Le cause contro lo Stato italiano spesso vengono portate avanti dai familiari dei militari. Luigi Abbate, 52 anni, è figlio di un sottufficiale della Marina deceduto nel 2020. La commissione medico-ospedaliera aveva riconosciuto l’asbestosi contratta nel corso delle sue mansioni militari. La commissione di verifica ha poi negato il rapporto di causa-effetto. «Mio padre aveva alle spalle anni di imbarco su navi che per ammissione della stessa Marina militare erano cariche di amianto», sottolinea Abbate. «Fa male vedere che chi ha servito lo Stato è stato ingannato durante il suo lavoro, ma anche una volta deceduto. Queste persone sono state uccise due volte, è omicidio di Stato». Nel 2024 la famiglia Abbate ha vinto la causa contro il ministero della Difesa e con i tempi biblici consueti arriverà un risarcimento. Il figlio di un altro ufficiale dell’Aeronautica deceduto per asbestosi racconta di come la sua famiglia abbia portato avanti per anni una battaglia giudiziaria contro lo Stato italiano. Alla fine la madre, vedova del militare, ha ottenuto un risarcimento, ma è morta poco dopo, ormai anziana.

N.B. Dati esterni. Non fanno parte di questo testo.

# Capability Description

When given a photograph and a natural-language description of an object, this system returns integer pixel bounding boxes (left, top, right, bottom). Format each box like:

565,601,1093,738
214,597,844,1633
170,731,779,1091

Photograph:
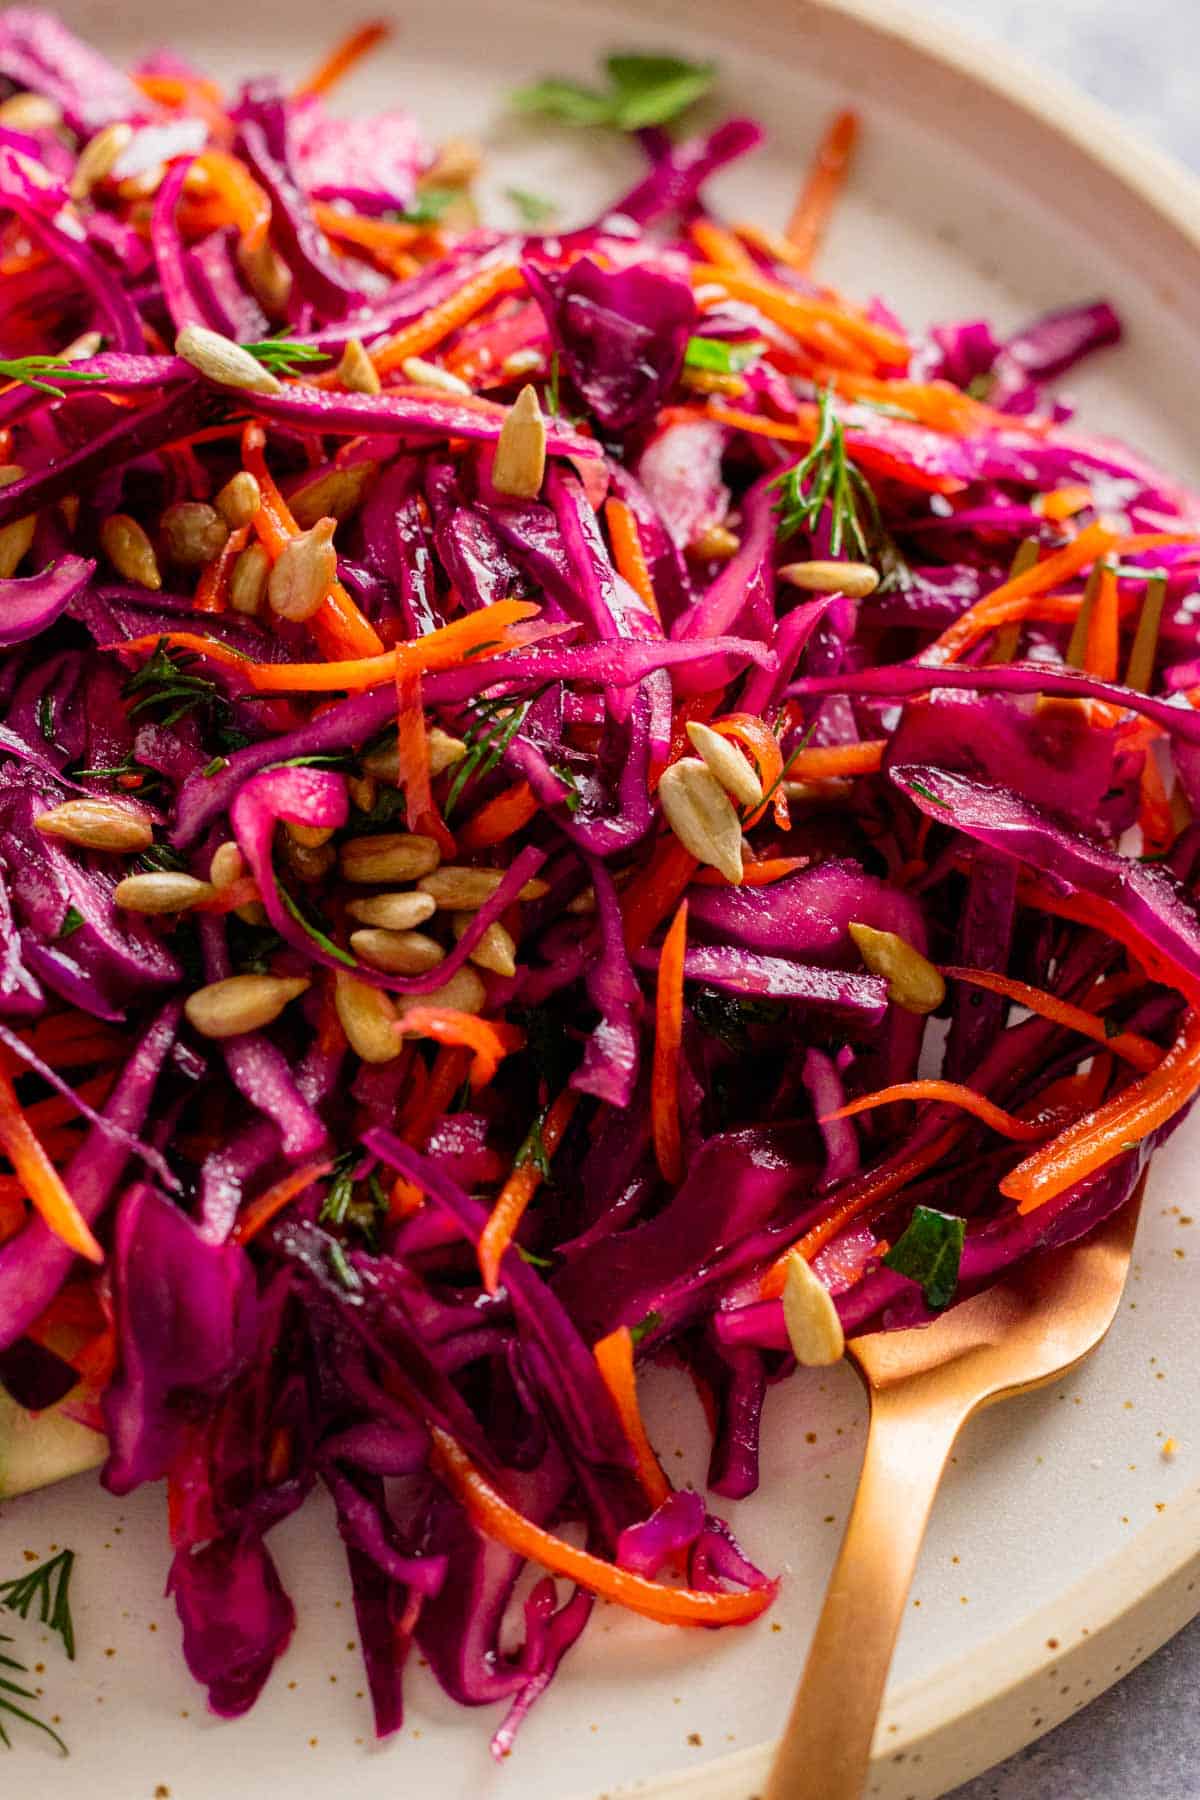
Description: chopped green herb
57,906,84,940
690,985,786,1051
0,354,106,399
546,350,561,417
505,186,559,226
0,1634,68,1754
1108,563,1170,582
278,883,357,967
242,332,328,376
512,52,716,132
201,755,229,778
227,917,285,974
397,187,459,225
0,1550,76,1660
882,1206,966,1310
548,760,582,812
509,1004,578,1094
134,842,187,875
320,1156,357,1228
123,639,223,732
770,387,880,560
327,1238,362,1292
516,1244,555,1269
629,1309,663,1347
683,336,762,375
35,694,56,743
904,778,950,809
966,373,994,402
514,1113,551,1178
445,690,545,816
268,752,354,771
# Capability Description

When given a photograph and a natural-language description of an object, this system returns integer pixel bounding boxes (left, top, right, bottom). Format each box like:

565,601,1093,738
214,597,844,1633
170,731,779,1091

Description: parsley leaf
512,52,716,132
57,906,84,940
882,1206,966,1311
683,336,762,375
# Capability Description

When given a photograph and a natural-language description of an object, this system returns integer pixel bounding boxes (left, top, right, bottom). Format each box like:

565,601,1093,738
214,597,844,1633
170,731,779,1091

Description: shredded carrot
234,598,545,692
786,109,859,266
779,739,886,781
233,1157,335,1245
604,497,661,622
394,668,433,833
811,367,1026,438
651,692,723,793
732,218,814,276
689,263,907,367
941,967,1159,1071
1002,1008,1200,1212
1039,484,1094,523
0,1189,25,1243
1138,751,1178,859
193,523,249,613
311,202,438,276
824,1080,1053,1142
389,1177,426,1220
593,1326,671,1508
399,1043,471,1149
925,523,1119,664
0,1068,102,1262
372,263,526,373
693,855,807,887
429,1426,772,1625
457,781,539,851
1016,874,1200,1011
687,218,758,272
621,837,698,954
189,150,271,248
397,1008,524,1090
478,1088,579,1294
651,901,688,1185
1085,562,1120,682
701,403,963,495
294,19,391,98
711,713,784,801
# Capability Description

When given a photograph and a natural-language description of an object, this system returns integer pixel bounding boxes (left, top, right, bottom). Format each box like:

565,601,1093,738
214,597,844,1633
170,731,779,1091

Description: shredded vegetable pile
2,9,1200,1756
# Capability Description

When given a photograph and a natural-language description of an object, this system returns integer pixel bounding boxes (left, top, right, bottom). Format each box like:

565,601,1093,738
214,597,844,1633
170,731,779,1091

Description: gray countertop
927,15,1200,1798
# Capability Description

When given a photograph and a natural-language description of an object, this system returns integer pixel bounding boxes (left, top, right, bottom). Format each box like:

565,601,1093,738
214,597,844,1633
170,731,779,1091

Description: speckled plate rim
589,6,1200,1793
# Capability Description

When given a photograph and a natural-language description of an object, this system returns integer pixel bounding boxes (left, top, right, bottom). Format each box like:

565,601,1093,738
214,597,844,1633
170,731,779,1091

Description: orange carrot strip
811,367,1029,438
702,404,962,495
621,837,698,954
372,264,526,373
594,1326,671,1508
712,713,784,794
478,1088,579,1295
824,1080,1052,1142
1016,874,1200,1010
786,109,859,266
783,739,886,780
394,668,433,832
1002,1008,1200,1212
1138,752,1177,859
1039,484,1093,523
690,262,906,366
397,1008,524,1090
605,497,661,623
732,218,814,275
925,523,1119,664
0,1189,25,1242
687,219,758,272
457,781,539,851
294,20,391,99
0,1068,102,1262
398,1043,471,1149
429,1425,773,1626
191,150,271,248
232,1158,335,1245
941,968,1159,1071
693,855,807,887
193,523,249,613
651,900,688,1184
237,599,544,692
1085,562,1120,682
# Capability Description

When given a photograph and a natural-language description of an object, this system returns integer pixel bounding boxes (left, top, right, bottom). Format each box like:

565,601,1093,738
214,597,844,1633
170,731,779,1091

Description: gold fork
764,1186,1143,1800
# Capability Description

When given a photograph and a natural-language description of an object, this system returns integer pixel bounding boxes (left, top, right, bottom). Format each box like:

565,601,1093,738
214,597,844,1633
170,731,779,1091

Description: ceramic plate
4,2,1200,1796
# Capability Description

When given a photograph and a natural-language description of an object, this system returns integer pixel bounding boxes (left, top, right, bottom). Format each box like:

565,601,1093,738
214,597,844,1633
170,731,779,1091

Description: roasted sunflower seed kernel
116,165,164,202
347,891,437,931
114,871,216,914
334,970,401,1064
35,799,154,852
161,501,229,567
492,384,546,500
289,463,377,530
268,517,337,621
282,836,335,883
362,739,402,784
340,832,441,883
229,541,270,616
237,235,293,316
657,757,744,885
848,921,945,1014
685,721,763,808
422,136,482,187
427,727,468,777
215,470,262,529
347,773,378,813
69,121,133,201
285,822,334,849
394,965,487,1020
779,559,880,599
566,885,596,915
451,913,517,978
0,513,36,580
0,92,63,131
400,356,472,396
63,331,103,364
350,927,446,975
782,1251,845,1366
688,523,741,562
500,348,545,382
185,974,310,1040
100,513,161,590
336,338,381,396
175,323,284,396
209,841,244,887
418,865,543,910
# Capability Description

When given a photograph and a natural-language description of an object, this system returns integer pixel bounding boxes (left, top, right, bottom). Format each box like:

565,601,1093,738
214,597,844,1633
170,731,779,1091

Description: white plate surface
3,3,1200,1797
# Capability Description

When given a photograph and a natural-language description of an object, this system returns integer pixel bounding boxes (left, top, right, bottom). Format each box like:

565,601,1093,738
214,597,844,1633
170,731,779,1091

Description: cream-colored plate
3,2,1200,1796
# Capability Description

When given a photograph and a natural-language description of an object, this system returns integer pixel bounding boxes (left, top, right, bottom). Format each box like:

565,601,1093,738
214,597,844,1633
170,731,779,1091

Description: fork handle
764,1387,971,1800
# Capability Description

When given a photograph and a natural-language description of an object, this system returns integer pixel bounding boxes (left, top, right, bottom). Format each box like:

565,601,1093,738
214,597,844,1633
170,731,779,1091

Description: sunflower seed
237,235,293,316
394,966,487,1019
346,891,437,931
422,137,481,187
0,93,63,131
286,822,334,849
100,513,161,590
848,921,945,1014
63,331,103,363
215,470,262,529
418,865,545,910
114,871,216,914
657,758,744,884
209,841,244,887
401,356,472,396
779,559,880,599
230,541,270,616
161,500,229,567
347,773,378,813
688,523,740,561
36,799,153,852
500,348,545,381
782,1252,845,1366
350,927,446,975
0,508,35,579
185,974,310,1039
428,727,468,776
282,836,335,882
492,384,545,499
69,121,133,201
334,970,401,1063
175,323,284,396
340,832,441,883
267,517,337,621
336,338,381,396
289,462,377,529
685,721,763,808
451,913,517,978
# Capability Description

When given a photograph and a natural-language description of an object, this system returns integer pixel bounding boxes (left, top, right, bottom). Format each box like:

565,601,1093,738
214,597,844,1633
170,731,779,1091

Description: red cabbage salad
1,9,1199,1757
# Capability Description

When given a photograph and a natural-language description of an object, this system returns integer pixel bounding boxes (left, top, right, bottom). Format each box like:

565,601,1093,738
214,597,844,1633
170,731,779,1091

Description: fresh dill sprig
444,689,546,816
0,1550,76,1662
242,333,328,377
0,355,105,400
770,388,880,559
122,639,223,731
0,1634,67,1755
513,1112,551,1178
319,1153,357,1229
134,842,188,875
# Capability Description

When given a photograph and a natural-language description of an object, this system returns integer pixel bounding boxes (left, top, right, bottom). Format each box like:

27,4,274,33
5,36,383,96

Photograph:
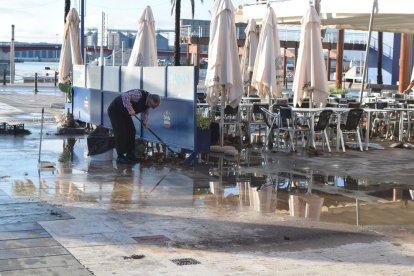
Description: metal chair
223,105,243,147
277,106,311,151
337,108,364,152
313,109,333,152
249,103,269,144
259,107,279,149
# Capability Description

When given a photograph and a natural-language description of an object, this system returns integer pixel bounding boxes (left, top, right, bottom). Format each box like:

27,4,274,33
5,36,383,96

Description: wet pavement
1,90,414,275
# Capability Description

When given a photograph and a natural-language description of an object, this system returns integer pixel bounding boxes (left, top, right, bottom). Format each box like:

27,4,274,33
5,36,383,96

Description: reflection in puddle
2,137,414,228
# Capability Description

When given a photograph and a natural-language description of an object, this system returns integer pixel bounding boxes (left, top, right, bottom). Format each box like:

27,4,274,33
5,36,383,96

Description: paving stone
0,254,83,271
0,222,43,232
0,246,69,260
0,266,91,276
0,229,50,241
0,237,60,250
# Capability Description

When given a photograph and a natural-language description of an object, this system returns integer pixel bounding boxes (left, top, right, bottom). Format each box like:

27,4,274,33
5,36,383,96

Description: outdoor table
291,107,325,149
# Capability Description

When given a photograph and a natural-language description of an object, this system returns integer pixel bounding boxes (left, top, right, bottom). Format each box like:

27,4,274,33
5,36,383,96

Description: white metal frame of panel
167,66,195,100
142,67,166,97
121,66,142,92
72,64,86,88
86,65,102,90
103,66,120,92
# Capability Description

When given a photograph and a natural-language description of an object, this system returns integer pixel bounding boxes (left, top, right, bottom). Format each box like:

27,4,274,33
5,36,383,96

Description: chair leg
356,128,363,151
289,131,295,151
238,122,243,149
339,130,346,152
301,133,305,147
321,132,325,150
324,130,331,152
276,129,281,151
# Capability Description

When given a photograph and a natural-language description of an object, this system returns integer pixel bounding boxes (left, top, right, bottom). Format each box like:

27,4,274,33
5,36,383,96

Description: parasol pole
359,0,377,103
220,85,225,146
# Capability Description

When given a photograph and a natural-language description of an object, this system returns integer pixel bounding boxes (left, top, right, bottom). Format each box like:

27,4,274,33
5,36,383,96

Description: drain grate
132,235,170,243
171,258,201,266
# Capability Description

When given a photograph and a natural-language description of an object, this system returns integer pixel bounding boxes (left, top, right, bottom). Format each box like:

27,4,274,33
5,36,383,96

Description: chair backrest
364,102,376,109
279,106,293,127
271,104,288,113
348,102,361,108
326,102,339,108
344,108,364,131
252,103,269,114
252,103,269,122
275,98,288,106
394,93,405,100
224,105,238,116
243,95,260,104
314,109,333,131
376,102,388,109
298,102,310,108
259,107,277,128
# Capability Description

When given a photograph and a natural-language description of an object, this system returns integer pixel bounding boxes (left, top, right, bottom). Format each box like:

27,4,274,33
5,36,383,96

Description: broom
38,108,55,169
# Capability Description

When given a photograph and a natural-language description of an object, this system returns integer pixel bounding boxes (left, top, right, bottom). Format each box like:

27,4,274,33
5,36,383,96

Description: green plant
329,88,348,94
59,82,72,102
196,114,211,130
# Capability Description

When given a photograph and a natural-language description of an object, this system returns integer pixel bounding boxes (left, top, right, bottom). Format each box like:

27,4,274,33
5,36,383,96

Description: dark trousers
108,96,135,156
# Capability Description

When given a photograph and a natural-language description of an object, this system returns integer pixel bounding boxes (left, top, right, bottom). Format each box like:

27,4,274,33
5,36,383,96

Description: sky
0,0,247,43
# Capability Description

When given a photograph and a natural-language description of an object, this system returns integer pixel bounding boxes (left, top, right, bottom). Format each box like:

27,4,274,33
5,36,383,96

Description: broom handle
38,108,44,163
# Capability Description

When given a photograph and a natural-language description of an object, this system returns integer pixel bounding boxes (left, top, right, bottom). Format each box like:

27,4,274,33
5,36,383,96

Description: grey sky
0,0,247,43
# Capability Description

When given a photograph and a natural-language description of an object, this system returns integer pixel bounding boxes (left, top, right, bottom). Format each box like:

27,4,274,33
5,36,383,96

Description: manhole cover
171,258,201,266
132,235,170,243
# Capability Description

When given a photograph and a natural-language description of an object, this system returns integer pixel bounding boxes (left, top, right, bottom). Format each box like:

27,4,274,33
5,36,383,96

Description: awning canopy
238,0,414,33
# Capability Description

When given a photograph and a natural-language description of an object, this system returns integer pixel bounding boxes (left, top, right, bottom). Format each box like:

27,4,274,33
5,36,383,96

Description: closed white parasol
59,8,83,84
205,0,243,146
292,6,329,107
128,6,158,67
251,7,283,100
240,19,259,95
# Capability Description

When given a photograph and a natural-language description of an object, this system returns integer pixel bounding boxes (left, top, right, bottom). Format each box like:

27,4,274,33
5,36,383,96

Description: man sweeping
108,89,160,164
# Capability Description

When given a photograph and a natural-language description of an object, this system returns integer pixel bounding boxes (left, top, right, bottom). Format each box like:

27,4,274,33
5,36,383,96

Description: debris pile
56,109,85,135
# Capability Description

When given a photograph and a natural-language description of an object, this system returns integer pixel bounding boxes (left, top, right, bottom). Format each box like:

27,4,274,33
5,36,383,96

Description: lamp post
10,25,15,84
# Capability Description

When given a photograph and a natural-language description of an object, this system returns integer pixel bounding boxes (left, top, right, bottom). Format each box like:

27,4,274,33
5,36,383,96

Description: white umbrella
128,6,157,67
293,6,329,107
251,7,283,100
240,19,259,95
58,8,83,84
205,0,243,146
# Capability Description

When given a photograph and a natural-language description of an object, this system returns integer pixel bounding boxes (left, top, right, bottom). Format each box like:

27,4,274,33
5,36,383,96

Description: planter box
196,128,211,153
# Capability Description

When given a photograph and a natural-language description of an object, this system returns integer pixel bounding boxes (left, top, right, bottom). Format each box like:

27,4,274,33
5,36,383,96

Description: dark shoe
126,153,140,162
117,156,135,164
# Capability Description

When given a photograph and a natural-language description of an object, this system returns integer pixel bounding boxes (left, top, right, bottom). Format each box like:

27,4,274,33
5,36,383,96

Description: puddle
0,134,414,227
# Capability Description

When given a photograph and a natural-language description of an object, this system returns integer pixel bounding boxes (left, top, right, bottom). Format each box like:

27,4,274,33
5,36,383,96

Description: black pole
54,71,58,87
34,73,38,93
64,0,70,23
2,69,6,85
377,31,383,85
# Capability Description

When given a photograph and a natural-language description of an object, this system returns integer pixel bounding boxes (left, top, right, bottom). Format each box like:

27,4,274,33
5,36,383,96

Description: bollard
2,69,6,85
54,71,57,87
34,73,39,93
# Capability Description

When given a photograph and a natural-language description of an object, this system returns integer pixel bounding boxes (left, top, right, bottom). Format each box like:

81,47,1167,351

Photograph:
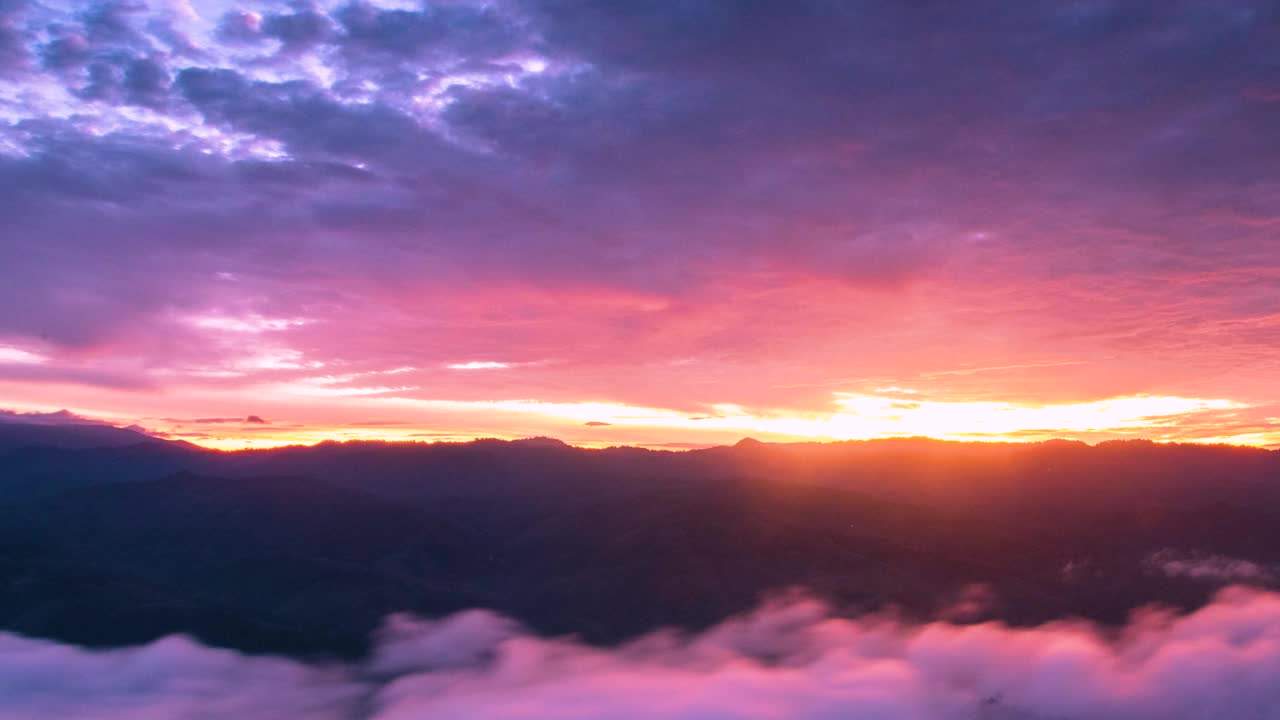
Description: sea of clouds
4,587,1280,719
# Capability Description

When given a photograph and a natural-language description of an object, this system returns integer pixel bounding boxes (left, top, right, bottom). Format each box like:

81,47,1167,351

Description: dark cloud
0,33,24,75
39,33,92,70
81,1,149,47
175,67,443,161
584,421,612,426
333,0,525,65
261,8,333,55
77,58,123,101
122,55,170,108
0,0,27,76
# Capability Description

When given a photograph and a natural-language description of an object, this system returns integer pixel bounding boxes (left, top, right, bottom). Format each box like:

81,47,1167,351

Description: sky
0,0,1278,449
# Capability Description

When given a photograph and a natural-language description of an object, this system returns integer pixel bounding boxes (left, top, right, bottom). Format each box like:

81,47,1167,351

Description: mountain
0,471,478,656
1,423,1278,659
0,421,165,452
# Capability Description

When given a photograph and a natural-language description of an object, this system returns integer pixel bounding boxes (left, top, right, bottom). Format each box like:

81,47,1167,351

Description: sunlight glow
379,392,1256,445
0,346,47,365
447,361,514,370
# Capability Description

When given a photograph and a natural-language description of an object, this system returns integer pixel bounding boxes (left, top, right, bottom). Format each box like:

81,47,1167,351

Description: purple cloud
0,0,1276,439
7,588,1280,718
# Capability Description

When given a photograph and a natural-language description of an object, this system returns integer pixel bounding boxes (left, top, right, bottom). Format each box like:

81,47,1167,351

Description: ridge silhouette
1,423,1276,658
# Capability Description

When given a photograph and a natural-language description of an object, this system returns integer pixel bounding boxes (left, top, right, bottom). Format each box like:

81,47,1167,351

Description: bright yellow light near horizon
823,393,1244,439
377,392,1262,446
26,389,1266,452
184,425,484,451
194,435,313,451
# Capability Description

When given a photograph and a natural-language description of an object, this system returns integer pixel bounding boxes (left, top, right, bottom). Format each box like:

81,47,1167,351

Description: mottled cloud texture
6,589,1280,719
1,1,1278,446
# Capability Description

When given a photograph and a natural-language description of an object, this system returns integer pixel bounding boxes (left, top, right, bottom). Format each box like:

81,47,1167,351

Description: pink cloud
7,588,1280,719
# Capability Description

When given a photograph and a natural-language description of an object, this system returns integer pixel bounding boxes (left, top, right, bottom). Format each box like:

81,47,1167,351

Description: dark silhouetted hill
1,423,1278,658
0,421,165,452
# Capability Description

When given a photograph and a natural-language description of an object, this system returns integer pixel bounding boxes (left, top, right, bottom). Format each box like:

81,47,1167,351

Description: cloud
0,0,1277,438
7,589,1280,719
259,8,332,55
0,346,46,364
157,415,269,425
0,0,28,77
1147,550,1278,585
332,1,525,66
0,633,362,720
188,315,312,333
0,408,108,426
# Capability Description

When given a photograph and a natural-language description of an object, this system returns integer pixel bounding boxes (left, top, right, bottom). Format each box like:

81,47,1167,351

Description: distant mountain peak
0,421,164,452
515,436,570,448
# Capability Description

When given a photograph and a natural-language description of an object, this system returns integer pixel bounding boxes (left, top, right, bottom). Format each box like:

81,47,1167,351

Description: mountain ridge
1,422,1277,659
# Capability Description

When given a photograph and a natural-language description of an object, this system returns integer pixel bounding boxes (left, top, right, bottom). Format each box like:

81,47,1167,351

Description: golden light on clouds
375,392,1264,447
4,378,1274,451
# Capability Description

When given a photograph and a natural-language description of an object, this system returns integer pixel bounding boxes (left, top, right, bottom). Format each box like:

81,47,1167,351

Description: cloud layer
6,588,1280,719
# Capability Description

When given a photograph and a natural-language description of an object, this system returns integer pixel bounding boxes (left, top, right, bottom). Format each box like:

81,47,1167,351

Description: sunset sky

Anche Salvatore Galeotafiore, 59 anni, si è battuto a lungo per la causa di suo padre, un appuntato dell’Arma dei Carabinieri morto nel 1981 per tumore alla laringe. Numerose certificazioni hanno confermato che nel corso delle sue mansioni è stato esposto ad amianto e altre sostanze tossiche. «Anni di mail, pec, telefonate al ministero hanno trovato davanti un muro», sottolinea. «Sono arrivati a dirmi che non era stato trovato il momento dell’innesco della malattia, come fosse un decesso per arma da fuoco». Da qui la decisione di muoversi attraverso la magistratura, fino alla vittoria della causa a inizio 2025. «Niente riporterà indietro mio padre, ma è stato riscattato quello che ha dato all’Arma».